As a matter of fact, wage inflation is not my deepest fear. The conclusion I draw from this is that the wages share of the economy is declining, and more importantly, wages on average are declining, just in case anyone was entertaining any hopes that WorkChoices was going to deliver a higher standard of living for workers.


  1. According to Average Weekly Earnings, Australia, Feb 2007 (ABS Catalogue #6302.0), Full Time Adult Ordinary Time Earnings rose by 3.4% from 12 months previously.

    Interestingly, the same table says that All Employees Total Earnings rose by 4.4% in the same period. I suspect the difference would be caused by a decrease in the proportion of part-time workers, since I seem to recall most employment growth in the last year or so has been in full time jobs.

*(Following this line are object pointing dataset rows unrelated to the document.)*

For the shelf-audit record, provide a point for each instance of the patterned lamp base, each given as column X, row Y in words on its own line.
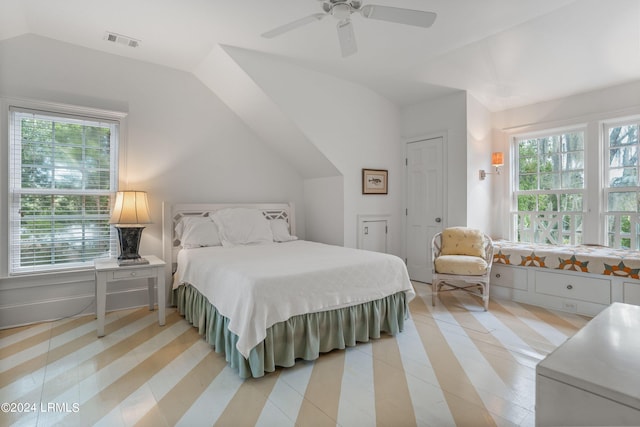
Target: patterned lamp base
column 129, row 238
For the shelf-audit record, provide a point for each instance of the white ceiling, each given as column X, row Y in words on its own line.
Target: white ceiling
column 506, row 53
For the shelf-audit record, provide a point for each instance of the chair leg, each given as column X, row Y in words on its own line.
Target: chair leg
column 434, row 292
column 485, row 296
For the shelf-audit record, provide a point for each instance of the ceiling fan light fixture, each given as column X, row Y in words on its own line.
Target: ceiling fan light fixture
column 341, row 11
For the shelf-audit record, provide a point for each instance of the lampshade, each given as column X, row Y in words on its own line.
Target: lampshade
column 497, row 159
column 131, row 207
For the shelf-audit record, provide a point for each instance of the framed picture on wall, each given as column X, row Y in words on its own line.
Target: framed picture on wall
column 374, row 181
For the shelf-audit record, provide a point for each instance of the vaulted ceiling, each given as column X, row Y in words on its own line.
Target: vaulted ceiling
column 505, row 53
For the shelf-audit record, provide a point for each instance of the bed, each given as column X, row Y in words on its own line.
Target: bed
column 263, row 298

    On the other hand, Labour Price Index, Australia, March 2007 (ABS Catalogue #6345.0), which tracks hourly rates of pay (excluding bonuses) for a given job over time, gives a rise in the Wage Price Index of 4.1% for the previous 12 months.

    The discrepancy between the AWE figure of 3.4% and the WPI of 4.1% can best be explained by higher job creation in low-wage sectors of the economy. There's probably a good story in there, investigating what that means in terms of who's getting what sort of jobs where and why.

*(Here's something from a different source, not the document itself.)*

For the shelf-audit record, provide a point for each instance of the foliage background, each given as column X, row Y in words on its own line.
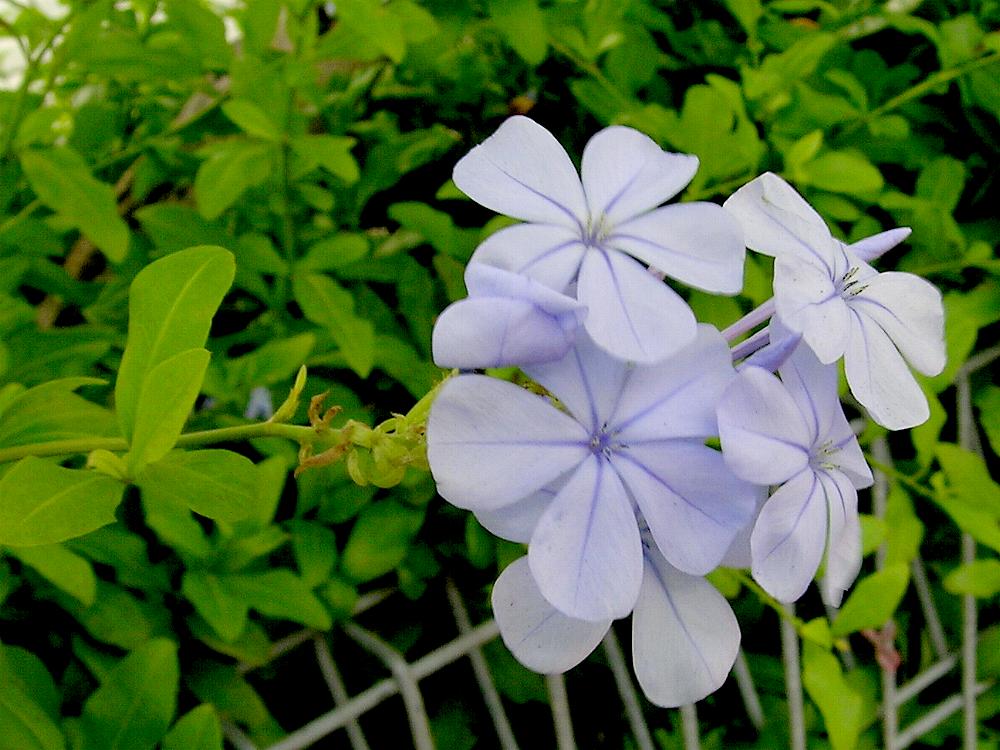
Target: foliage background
column 314, row 141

    Of course, the bosses would have their own explanations, but we need a reputable labour movement study. The bosses' reasoning is so transparently self-serving that if they said the sun rose in the East, I'd want to get up early just to check.

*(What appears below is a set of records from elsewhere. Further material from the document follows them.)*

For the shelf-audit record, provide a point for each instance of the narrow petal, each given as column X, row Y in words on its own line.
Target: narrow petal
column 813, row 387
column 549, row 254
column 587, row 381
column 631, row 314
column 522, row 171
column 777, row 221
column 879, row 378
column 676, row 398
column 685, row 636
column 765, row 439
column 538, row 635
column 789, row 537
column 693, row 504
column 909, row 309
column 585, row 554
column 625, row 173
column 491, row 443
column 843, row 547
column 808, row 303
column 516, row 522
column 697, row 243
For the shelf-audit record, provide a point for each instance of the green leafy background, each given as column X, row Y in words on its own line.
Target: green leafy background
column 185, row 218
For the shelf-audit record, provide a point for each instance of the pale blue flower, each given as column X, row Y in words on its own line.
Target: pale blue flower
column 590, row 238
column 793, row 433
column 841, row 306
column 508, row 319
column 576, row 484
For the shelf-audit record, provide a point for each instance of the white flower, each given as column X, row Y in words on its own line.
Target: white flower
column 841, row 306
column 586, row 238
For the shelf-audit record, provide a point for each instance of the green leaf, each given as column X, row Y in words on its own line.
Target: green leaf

  2. It has become clear to me that the political point I was making in my statistical analysis isn't clear. I'll do a table for three quarters of 12 month figures from Sept 06 to March 07, adding the Consumer Price Index (ABS Cataloge #6401.0) for comparison:

    3rd Qtr 3.9 3.1 3.8
    4th Qtr 3.3 3.0 4.0
    1st Qtr 2.3 3.4 4.1

    Comparing the rise in the CPI with the rise in wages, it shows that Average Weekly Earnings are now rising marginally faster than prices, because of a dramatic fall in inflation in the last 6 months. Until then, it had been behind. The Wage Price Index, however, had been level with inflation and has now pulled well ahead.

    When put in the context of the rapid rise in employment in Australia and the fall in unemployment, it means that the new jobs are mostly in low-paying sectors of the economy. Further, since both AWE & the WPI are rising more slowly than nominal GDP per capita, the profit share of national income is booming and has reached record levels.

    From the point of view of the bosses, Howard's Work Choices legislation is working. This is my political point. The economy's growing & so is their share of it. Further, inflation is not a major threat in their eyes.

    On the other hand, the fall in unemployment is a fall in the reserve army of labour. You'll notice that there is a slow upward movement in both AWE & the WPI. We are getting into a better objective position for struggle than we've had in decades. What's missing is the subjective element. We have to go on the front foot and actually take on the bosses. They aren't in a position to resist a major wage push, both from the perspective of supply (a shortage of workers) and demand (the missed opportunity for profits while production is ceased - their margins are so high now that even giving us a larger wage rise won't cause them losses).

    Of course, the ACTU would have none of this. Doing it, therefore, would require a major assault by workers on the trade union bureacracy. I'm doing my bit.